For this, we culture E. coli producing curli amyloid and phosphoethanolamine-cellulose fibers [2], plate them on nutritive agar substrates with varying physico-chemical properties, and study the growth, morphology and mechanical properties of the resulting biofilms. For example, we demonstrated that changing the surface properties of the agar with cationic polyelectrolyte coatings limits biofilm spreading but increases their surface density via extended wrinkling (i.e. growth in the third dimension) [3]. Following similar strategies, we also showed that E. coli adapt their biofilm growth, morphology and mechanical properties to the water content of their substrate [4]. Finally, we demonstrated that adding calcium and organic phosphate into the nutritive agar enables bacteria to mineralize the biofilm with hydroxyapatite crystals, thereby turning it into an hybrid organic-inorganic material.
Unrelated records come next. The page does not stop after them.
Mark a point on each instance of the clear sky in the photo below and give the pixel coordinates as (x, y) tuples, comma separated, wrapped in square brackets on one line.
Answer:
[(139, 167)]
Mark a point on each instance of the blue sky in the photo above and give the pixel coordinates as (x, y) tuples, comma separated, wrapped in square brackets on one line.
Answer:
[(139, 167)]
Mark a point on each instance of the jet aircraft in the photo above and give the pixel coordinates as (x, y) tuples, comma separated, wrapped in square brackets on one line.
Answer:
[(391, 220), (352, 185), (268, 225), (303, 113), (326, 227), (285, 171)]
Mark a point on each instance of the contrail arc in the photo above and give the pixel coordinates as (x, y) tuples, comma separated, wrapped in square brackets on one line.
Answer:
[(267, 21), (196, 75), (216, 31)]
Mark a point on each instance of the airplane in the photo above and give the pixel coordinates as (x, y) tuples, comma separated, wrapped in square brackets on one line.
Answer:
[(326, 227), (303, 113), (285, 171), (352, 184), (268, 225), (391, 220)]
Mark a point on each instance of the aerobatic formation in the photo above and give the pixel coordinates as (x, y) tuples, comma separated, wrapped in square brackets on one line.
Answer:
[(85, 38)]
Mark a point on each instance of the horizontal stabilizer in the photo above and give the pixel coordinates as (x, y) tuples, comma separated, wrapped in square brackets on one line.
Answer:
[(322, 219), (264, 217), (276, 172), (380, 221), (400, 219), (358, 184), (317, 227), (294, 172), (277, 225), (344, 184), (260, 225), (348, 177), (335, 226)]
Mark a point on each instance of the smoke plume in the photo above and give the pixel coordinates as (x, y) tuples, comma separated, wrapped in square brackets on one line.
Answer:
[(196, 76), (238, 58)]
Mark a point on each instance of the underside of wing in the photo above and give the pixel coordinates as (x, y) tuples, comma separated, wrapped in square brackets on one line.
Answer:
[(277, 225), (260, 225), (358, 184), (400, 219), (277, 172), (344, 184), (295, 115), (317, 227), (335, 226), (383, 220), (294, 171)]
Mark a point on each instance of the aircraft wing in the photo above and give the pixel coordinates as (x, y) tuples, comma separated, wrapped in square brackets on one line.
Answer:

In parallel, we also explore how post-processing biofilms, e.g. by treatment with ionic solutions, can help tuning further their properties. Finally, investigations pursued at the molecular level aim at identifying the interaction between matrix components (e.g. curli, cellulose and water) and their contribution to the ultimate materials properties.
References
[1] P.Q. Nguyen Nature communications, 2014, 5(1), p. 1-10.
[2] W. Thongsomboon, Science, 2018, 359(6373), p. 334-338.
[3] N.V. Ryzhkov, Adv. Mater. Interfaces, 2021, 8, 2001807.
[4] R. Ziege, ACS Biomater. Sci. Eng., 2021, 7(11), 5315–5325.